Here are some of the Feng Shui principles I introduced into my office years ago, and still utilize, to a greater or lesser extent, today.
* Simplify and declutter. Active chaos or temporary clutter (reference books or the visuals that pile up as we write) is the result of creativity in motion. But passive chaos or stagnant clutter – outdated papers or books not being used, old magazines and journals – needs to be eliminated.
* Your desk should be in your office’s commanding position. Ideally it should face the room’s entrance, but angled to the left or the right and not directly in line with the door. If that’s impossible, use a mirror to reflect the entrance door or, at the very least, hang a bell on your doorknob so you’ll hear someone approaching.
*Put the materials you use regularly within arm’s reach of your desk. If that’s impossible, gather whatever you need at the beginning of your writing session and have everything close.
* Avoid having an abstract painting on the wall in an area where you want to focus.
* Watch out for doors that stick. Feng Shui believes they can create sticky situations.

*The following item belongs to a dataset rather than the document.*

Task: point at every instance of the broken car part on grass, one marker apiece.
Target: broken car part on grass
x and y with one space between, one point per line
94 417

* Make sure your work area engages all five senses. This is critical for us as writers too. When you look up from your desk you should see something you love on the wall. Create a soundtrack for the book you’re writing. Add a scented oil diffuser to the shelf. Toss a throw rug with a beautiful texture onto the floor.
* Hang a crystal over your desk to stimulate the thinking chi and improve your work habits.
* Surround yourself with colors that personally resonate. The color blue activates the fifth chakra, or throat chakra, and can inspire creative writing. If that color appeals, put a few blue touches in your office. I’ve added red in my office to kick start my thinking. My desk is black and grounding, which is good for persistence.
* Keep a plant in your office and make sure it’s healthy.
* And finally, if you want things to change, relocate (or get rid of) 27 things in your working area. This is a powerful Feng Shui tool that can be used to sweep out the old and bring in the new.